Early Head Start provides comprehensive services to low-income pregnant mothers and infants and toddlers from birth to age 3. Federal funding for Early Head Start dramatically increased in 2009. The American Recovery and Reinvestment Act of 2009 gave ACF an additional $1.1 billion to expand Early Head Start services. In comparison, Early Head Start's original fiscal year 2009 budget was $710 million. In the 2009-2010 program year, ACF served more than 100,000 infants and toddlers through almost 1,000 Early Head Start grantees.

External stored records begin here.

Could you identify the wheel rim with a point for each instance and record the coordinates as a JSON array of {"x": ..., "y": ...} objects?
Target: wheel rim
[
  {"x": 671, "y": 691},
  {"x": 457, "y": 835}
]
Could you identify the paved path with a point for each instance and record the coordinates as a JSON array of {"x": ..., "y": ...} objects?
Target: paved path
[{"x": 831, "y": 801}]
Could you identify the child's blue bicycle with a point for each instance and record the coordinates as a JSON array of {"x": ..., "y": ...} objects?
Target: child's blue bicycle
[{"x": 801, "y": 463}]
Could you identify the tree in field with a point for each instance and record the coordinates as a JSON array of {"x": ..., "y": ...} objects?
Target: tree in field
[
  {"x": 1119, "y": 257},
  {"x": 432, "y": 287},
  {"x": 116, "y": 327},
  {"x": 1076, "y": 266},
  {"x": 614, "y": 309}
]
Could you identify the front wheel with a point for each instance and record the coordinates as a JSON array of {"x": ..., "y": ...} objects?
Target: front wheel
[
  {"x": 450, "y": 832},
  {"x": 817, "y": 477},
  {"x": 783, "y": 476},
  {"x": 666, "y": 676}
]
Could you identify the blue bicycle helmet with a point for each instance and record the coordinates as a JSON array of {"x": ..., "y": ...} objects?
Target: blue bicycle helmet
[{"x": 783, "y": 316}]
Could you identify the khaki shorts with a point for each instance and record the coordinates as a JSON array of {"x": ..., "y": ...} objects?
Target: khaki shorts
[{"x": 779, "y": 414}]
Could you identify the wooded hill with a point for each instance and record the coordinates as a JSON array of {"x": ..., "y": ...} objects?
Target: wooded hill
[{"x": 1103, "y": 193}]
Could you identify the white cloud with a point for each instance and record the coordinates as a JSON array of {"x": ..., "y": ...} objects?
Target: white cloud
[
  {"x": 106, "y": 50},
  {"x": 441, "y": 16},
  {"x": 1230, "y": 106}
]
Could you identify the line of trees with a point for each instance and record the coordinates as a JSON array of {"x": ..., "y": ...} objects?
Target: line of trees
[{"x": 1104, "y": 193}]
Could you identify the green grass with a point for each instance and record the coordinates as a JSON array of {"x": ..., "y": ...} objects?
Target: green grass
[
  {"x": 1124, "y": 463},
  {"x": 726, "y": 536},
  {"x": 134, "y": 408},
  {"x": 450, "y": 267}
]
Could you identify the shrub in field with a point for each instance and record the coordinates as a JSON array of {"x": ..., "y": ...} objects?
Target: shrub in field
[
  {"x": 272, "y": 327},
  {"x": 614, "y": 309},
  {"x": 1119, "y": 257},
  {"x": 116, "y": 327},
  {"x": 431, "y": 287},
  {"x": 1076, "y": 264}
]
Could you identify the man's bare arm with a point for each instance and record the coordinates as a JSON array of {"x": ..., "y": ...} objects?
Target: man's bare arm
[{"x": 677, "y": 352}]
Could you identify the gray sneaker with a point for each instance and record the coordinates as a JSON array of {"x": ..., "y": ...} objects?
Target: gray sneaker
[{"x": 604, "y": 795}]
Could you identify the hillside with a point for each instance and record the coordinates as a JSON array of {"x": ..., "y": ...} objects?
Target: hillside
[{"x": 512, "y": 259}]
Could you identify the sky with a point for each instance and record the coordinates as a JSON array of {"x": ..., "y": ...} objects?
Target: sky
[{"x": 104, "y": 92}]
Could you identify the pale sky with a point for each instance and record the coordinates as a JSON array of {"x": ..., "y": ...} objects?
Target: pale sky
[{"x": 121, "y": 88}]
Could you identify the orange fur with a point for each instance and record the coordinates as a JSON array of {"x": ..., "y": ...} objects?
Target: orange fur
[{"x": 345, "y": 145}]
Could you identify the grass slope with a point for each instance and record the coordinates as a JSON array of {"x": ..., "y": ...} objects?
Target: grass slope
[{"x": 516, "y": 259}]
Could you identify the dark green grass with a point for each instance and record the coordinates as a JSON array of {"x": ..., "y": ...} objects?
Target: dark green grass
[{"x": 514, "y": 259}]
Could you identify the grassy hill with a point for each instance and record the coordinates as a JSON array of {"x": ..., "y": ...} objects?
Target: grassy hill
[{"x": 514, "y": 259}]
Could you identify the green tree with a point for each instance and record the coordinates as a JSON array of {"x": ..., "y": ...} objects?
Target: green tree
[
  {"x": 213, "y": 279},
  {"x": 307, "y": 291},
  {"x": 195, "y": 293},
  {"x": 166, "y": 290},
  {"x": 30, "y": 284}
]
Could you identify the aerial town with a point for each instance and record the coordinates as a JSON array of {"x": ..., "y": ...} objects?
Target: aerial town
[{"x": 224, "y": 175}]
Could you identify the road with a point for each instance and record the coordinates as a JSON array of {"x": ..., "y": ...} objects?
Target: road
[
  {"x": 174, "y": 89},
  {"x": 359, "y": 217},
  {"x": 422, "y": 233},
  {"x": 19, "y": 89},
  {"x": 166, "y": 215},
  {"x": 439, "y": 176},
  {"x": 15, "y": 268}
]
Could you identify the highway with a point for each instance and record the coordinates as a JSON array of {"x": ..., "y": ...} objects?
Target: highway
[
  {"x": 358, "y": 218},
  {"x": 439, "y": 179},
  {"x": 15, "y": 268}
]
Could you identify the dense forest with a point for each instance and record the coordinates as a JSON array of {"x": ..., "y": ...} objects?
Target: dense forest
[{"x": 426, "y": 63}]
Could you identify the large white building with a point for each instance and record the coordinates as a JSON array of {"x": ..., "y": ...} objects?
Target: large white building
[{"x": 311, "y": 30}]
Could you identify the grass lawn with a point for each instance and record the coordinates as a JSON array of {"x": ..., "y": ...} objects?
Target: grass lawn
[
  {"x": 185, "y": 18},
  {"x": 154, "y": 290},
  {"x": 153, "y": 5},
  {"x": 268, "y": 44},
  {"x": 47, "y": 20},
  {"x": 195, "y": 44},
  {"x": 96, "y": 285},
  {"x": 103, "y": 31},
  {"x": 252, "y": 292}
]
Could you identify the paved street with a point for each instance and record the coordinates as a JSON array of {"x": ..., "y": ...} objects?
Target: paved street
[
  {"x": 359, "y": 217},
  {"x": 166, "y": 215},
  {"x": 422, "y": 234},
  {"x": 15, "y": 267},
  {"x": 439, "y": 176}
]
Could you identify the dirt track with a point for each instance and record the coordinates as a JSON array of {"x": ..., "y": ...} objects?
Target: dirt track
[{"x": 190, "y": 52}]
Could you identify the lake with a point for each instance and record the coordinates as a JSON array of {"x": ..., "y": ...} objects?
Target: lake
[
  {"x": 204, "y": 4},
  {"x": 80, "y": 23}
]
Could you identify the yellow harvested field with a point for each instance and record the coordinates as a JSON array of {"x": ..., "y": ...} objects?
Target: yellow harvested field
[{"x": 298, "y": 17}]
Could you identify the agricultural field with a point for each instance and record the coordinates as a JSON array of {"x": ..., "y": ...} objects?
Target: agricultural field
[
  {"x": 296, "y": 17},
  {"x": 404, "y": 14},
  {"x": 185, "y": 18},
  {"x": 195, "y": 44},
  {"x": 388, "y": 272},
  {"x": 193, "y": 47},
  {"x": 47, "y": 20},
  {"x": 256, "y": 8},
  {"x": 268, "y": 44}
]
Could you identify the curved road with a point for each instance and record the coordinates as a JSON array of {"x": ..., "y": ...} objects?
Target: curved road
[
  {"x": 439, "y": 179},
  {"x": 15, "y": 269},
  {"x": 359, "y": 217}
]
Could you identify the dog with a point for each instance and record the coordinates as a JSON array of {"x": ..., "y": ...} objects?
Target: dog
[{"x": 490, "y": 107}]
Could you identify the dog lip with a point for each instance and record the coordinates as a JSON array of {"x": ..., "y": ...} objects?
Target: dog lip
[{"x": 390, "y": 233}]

Although approximately two-thirds of programs did not employ only teachers with the required credentials, more than half of the teachers employed by 89 percent of programs had the required credentials. In addition, nearly all Early Head Start programs reported requiring teachers to complete training. However, programs reported challenges to employing only teachers with the required credentials and to training teachers. Eighty-three percent of programs reported that they could not find teachers with credentials. Further, programs most commonly reported finding substitutes and managing work schedules as challenges to providing training. Other challenges to training teachers appeared to be more prevalent in rural areas.
We recommend that ACF (1) work with Early Head Start programs to ensure that all teachers have the required credentials and (2) provide guidance to programs about training teachers.
ACF concurred with all of our recommendations. ACF described ongoing initiatives to increase the number of Early Head Start teachers with credentials and examples of training opportunities.